Il vero problema di Maleficent non è però curiosamente la mutazione del canone quanto la mancanza di appetibilità della nuova e più moderna versione proposta da Stromberg: Angelina Jolie sembra nata per il ruolo ed Elle Fanning è un’Aurora graziosa e anagraficamente appropriata (una sedicenne chiamata a interpretare una sedicenne è un autentico miracolo), ma in Maleficent non è presente nessuno degli straordinari guizzi che facevano volare alto La Bella Addormentata nel Bosco: non basta un po’ di buona ma non eccezionale CGI per cancellare dalla memoria la terrorizzante sequenza del cammino di Aurora verso l’arcolaio nella Torre, né le divertentissime scene che vedevano le fate madrine, qui ridotte a un trio di insulse babysitter, litigare deliziosamente nel tentativo di organizzare la festa di compleanno della loro figlioccia; non aiuta la presenza di un Re Stefano costretto a prendere sulle spalle il ruolo del cattivo senza sfumature solo perché lasciato improvvisamente vacante dalla nostra protagonista.

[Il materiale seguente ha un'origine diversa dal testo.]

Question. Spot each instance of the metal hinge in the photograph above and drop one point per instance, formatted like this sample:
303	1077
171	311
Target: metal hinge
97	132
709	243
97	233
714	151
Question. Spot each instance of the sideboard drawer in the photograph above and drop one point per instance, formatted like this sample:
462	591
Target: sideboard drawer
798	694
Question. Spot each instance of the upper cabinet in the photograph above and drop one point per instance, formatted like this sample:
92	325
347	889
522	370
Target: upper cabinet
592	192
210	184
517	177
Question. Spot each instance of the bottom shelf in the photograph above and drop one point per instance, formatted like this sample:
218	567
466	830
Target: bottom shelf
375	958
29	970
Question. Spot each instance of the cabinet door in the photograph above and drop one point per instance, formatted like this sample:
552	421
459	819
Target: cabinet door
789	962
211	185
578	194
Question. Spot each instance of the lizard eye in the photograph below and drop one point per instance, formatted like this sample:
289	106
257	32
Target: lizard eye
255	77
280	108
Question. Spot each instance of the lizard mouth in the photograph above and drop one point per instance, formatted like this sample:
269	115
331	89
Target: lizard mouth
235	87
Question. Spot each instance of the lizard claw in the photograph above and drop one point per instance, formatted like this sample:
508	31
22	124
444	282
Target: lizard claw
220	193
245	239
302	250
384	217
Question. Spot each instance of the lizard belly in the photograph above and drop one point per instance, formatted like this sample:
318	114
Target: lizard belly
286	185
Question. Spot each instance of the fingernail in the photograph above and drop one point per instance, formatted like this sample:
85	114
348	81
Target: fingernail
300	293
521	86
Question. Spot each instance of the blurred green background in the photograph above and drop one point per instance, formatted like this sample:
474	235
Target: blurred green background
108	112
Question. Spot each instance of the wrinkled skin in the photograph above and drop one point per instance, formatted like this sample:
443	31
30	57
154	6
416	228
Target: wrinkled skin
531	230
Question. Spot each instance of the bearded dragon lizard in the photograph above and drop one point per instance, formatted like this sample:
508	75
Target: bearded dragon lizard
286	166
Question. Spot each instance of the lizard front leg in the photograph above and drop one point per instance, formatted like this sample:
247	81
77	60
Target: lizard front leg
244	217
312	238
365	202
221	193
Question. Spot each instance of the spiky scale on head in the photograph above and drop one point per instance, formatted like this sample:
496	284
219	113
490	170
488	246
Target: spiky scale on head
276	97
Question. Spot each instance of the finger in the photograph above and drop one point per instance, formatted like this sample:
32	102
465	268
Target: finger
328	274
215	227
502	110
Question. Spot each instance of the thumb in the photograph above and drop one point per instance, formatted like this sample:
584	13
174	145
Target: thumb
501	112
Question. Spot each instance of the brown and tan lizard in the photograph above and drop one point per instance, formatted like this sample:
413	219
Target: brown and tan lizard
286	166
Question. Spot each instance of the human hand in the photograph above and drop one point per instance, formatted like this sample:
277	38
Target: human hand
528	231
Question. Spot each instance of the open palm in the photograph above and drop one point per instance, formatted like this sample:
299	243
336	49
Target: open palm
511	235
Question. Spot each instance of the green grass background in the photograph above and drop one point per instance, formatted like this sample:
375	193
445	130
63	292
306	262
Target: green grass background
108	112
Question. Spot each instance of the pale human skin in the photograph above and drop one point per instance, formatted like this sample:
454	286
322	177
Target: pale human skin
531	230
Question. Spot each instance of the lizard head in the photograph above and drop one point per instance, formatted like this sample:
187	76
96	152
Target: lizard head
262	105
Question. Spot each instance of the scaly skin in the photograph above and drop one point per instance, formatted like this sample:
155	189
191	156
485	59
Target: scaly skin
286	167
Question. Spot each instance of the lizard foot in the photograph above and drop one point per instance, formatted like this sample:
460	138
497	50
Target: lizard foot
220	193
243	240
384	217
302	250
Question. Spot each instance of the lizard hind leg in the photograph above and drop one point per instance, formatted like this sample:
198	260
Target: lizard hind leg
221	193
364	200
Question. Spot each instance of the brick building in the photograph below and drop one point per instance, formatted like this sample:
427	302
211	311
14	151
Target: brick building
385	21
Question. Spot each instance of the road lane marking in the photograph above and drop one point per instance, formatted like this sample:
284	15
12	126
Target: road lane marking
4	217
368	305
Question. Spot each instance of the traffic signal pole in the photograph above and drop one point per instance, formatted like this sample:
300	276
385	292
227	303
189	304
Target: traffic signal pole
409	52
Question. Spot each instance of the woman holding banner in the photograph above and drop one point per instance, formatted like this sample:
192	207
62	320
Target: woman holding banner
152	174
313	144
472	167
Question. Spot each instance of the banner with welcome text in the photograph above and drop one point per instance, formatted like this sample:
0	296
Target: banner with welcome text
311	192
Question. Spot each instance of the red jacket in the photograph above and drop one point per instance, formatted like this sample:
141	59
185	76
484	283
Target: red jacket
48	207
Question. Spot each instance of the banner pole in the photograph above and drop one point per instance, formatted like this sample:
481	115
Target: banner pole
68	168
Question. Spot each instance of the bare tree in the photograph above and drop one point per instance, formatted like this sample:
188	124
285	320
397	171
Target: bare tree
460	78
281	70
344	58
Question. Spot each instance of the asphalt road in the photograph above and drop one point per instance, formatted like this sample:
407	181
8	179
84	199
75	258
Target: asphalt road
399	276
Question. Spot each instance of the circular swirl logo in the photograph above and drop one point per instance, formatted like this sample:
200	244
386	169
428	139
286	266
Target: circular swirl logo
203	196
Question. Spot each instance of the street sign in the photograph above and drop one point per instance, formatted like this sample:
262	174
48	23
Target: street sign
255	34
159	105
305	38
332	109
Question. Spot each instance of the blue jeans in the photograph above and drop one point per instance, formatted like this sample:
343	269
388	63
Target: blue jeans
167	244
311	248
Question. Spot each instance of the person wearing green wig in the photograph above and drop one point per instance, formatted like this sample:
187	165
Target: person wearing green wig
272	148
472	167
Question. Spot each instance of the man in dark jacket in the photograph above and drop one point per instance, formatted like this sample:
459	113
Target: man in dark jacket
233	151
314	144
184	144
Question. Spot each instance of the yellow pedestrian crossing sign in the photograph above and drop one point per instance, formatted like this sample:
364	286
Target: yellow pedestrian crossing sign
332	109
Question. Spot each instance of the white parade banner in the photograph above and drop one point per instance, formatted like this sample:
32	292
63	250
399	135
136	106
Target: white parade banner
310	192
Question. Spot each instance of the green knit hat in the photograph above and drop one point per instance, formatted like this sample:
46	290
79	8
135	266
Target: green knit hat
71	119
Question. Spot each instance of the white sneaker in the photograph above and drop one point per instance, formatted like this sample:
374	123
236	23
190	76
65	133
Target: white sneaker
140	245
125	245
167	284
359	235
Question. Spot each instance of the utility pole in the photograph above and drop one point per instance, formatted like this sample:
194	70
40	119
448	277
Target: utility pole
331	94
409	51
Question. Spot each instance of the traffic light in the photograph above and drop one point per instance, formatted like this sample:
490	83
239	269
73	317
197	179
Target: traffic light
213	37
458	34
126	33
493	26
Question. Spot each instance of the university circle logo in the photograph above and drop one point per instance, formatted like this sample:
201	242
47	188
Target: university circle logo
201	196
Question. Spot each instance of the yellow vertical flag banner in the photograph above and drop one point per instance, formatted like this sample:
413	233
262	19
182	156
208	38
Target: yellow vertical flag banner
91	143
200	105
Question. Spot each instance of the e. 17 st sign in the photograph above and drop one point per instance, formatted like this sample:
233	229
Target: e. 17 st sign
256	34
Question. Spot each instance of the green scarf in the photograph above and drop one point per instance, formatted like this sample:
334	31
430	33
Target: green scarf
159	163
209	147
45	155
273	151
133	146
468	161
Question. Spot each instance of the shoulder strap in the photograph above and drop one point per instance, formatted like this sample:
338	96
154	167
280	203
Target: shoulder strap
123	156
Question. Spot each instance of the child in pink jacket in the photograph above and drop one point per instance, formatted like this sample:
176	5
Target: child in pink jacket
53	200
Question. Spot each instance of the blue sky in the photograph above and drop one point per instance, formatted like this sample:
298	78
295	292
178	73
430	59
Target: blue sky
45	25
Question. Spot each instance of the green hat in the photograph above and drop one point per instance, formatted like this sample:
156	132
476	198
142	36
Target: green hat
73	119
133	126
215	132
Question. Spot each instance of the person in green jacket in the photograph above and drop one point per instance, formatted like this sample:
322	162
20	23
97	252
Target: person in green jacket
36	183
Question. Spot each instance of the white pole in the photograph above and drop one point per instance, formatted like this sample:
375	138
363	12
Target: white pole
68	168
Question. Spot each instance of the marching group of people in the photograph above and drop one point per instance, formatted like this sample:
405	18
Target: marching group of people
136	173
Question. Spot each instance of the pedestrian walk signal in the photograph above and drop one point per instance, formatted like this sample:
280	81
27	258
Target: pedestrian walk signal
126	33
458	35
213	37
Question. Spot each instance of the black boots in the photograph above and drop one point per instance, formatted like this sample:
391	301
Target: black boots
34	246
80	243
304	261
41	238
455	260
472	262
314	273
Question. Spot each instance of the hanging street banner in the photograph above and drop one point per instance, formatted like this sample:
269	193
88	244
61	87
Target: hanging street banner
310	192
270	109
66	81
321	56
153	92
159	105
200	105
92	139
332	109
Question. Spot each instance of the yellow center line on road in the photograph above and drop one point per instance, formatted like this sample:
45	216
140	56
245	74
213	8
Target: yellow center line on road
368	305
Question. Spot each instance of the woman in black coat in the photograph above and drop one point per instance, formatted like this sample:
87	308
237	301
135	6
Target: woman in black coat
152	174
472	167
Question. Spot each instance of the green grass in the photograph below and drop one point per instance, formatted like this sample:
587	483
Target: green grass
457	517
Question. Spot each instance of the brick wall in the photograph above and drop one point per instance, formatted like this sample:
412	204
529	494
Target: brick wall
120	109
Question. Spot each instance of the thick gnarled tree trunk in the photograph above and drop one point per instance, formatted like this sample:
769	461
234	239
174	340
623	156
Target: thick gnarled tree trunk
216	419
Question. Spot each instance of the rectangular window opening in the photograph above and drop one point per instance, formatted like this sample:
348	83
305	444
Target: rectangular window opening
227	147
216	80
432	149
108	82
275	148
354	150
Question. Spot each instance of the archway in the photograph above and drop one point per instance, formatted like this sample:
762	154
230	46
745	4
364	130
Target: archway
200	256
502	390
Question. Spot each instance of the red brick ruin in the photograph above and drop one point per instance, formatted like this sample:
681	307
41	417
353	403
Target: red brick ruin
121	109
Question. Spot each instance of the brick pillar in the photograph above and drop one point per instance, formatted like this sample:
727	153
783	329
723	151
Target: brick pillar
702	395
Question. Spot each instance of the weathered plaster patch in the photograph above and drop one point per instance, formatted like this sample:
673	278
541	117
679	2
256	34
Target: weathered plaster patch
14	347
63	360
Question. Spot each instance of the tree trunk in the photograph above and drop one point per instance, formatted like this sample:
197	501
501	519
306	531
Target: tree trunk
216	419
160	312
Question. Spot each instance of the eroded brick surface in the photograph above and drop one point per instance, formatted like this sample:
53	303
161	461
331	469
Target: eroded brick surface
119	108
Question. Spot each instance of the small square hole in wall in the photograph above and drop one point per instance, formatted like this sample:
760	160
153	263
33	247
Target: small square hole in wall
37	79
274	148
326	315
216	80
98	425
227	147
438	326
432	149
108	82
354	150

I tempi saranno pure cambiati e non esistono opere del tutto intoccabili, ma Maleficent si rivelerà un buon film, non frizzante ma carino quanto basta per una piacevole serata di relax adatta a tutta la famiglia, solo per chi riuscirà a isolare per 97 minuti l’ombra del suo ingombrante antenato: per tutti gli altri sarà solo l’occasione perfetta per rivendicare il diritto delle donne di essere cattive e indisponenti, senza dare la colpa allo sgarro del Principe Azzurro Sbagliato.